Work done during my internship at Techso Group (Casablanca, July–August 2023). Mission: study malware analysis methodologies and perform a hands-on analysis of the Cerber ransomware family. Two passes: automated with Cuckoo first to orient the analysis, then manual under Flare-VM.
What is Cerber
Cerber is a ransomware-as-a-service (RaaS) family, active primarily between 2016 and 2017. Its affiliate model made it massively distributed — operators could license the ransomware and keep a cut of ransom payments. The techniques it uses — dynamic API loading, hybrid encryption, C2 over non-HTTP channels — are still present in modern families. The goal here wasn’t to find new things about Cerber, but to build a repeatable analysis workflow on a well-documented sample.
Lab Setup
Flare-VM (manual dynamic analysis): Fresh Windows 10 VM, host-only adapter, no internet. Windows Defender and auto-updates disabled before install. Flare-VM script pulls tools via Chocolatey.
Cuckoo Sandbox (automated pre-analysis): Ubuntu host → KVM → Windows 7 guest with Cuckoo agent. Network routed through InetSim. Ran first to identify behavioral hotspots before manual analysis.
Key tools:
| Tool | Purpose |
|---|---|
| Detect-It-Easy (DIE) / exeinfope | Packer/compiler detection |
| PEStudio | PE header, imports, entropy, strings |
| Ghidra | Disassembly and decompilation |
| x64dbg | Dynamic debugging |
| FLOSS | Obfuscated string extraction |
| unpac.me | Automated unpacking |
Part I — Packed Sample
Sample info
Name : cerber.exe
Type : PE32 (GUI) Intel 80386
Size : 619,008 bytes (622,592 on disk)
Timestamp : Wed May 24 20:48:34 2017 UTC
MD5 : 8b6bc16fd137c09a08b02bbe1bb7d670
SHA-1 : c69a0f6c6f809c01db92ca658fcf1b643391a2b7
SHA-256 : e67834d1e8b38ec5864cfa101b140aeaba8f1900a6e269e6a94c90fcbfe56678
Compiler : Microsoft Visual C/C++ (2008)
Linker : Microsoft Linker 9.0 [GUI32]
PE structure
Sections: .text 52.19% (executable), .data 0.74% (writable), .rdata 38.79%, .rsrc 8.11%
The .rsrc section contains an icon but no notable embedded resources.

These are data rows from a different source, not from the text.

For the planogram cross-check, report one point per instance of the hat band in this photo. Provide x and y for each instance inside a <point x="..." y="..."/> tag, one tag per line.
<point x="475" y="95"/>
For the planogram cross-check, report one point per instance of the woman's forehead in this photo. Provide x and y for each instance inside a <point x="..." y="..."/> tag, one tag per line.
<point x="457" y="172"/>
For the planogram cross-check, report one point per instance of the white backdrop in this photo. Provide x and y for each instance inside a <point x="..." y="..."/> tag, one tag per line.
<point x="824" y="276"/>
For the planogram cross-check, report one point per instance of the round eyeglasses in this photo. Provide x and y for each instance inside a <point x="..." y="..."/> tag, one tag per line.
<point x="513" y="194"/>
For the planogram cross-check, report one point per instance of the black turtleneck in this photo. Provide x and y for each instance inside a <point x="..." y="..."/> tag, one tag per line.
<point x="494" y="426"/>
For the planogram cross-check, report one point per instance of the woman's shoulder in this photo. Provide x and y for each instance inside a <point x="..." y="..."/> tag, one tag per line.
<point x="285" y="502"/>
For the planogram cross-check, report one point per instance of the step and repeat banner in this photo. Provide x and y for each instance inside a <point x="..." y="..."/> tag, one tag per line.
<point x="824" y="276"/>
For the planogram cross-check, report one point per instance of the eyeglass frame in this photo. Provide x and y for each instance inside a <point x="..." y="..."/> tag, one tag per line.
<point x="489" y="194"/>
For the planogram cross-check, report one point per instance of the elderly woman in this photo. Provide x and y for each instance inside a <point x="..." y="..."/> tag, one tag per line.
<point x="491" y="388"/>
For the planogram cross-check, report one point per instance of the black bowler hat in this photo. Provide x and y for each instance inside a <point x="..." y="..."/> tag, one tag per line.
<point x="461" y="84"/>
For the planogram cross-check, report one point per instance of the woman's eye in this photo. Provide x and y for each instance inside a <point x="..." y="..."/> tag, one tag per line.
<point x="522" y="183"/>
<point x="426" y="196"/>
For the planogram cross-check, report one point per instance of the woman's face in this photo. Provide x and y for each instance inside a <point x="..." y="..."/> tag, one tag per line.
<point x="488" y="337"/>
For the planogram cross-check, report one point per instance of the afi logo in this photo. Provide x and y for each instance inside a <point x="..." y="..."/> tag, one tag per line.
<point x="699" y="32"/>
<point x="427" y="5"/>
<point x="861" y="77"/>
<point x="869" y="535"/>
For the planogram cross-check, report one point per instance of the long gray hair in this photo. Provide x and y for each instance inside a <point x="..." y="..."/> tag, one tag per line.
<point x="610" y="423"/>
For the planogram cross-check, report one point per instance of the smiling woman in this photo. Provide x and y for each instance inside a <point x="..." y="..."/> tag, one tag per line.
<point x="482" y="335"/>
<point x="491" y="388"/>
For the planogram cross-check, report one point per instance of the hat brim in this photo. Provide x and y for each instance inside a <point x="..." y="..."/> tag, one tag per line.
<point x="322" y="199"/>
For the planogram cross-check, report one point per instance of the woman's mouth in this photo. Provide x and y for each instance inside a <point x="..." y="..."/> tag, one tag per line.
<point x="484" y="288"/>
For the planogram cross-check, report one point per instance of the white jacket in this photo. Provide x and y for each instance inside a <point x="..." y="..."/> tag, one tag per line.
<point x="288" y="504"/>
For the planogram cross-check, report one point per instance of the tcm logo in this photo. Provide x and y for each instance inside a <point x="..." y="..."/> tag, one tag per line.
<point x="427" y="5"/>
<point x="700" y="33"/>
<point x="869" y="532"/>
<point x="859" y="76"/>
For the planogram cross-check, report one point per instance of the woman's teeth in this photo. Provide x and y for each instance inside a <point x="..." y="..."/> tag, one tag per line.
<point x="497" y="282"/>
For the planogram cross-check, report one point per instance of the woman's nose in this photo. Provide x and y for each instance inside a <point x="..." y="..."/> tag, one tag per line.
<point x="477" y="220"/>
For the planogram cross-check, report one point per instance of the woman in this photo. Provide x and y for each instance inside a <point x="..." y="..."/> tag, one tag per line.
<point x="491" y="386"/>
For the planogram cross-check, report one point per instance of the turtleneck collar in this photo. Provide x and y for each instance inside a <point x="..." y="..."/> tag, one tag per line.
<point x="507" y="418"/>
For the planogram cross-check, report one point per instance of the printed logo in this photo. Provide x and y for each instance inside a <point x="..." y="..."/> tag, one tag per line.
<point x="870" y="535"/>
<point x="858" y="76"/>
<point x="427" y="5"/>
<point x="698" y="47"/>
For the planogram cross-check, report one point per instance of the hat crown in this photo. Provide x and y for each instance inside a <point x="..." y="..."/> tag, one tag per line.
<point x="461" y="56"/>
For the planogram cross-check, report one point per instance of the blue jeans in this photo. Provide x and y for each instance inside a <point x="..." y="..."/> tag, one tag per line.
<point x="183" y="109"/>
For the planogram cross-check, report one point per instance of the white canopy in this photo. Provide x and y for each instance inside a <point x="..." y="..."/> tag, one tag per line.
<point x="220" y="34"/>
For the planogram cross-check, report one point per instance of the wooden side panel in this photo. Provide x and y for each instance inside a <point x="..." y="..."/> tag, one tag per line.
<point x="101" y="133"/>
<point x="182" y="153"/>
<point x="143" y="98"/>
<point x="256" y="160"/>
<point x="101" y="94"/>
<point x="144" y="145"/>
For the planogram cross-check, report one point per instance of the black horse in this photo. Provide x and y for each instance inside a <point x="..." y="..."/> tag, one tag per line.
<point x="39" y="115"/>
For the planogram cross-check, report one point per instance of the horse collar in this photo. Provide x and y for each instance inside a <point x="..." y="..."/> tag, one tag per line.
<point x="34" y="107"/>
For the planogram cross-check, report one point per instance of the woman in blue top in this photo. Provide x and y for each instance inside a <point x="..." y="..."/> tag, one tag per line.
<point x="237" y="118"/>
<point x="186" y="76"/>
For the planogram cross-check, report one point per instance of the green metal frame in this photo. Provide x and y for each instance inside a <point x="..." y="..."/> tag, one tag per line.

Headers have relocation info stripped.
Packing detection
DIE and exeinfope report no known packer — which is misleading. Disassembling .text reveals very little actual code. The real behavior appears only at runtime through the API call pattern: LdrGetProcedureAddress is used to dynamically resolve LoadLibraryExA, GetProcAddress, VirtualAlloc, and VirtualProtect. This is the signature of a custom unpacking stub. The packed sample was unpacked using unpac.me to get the payload.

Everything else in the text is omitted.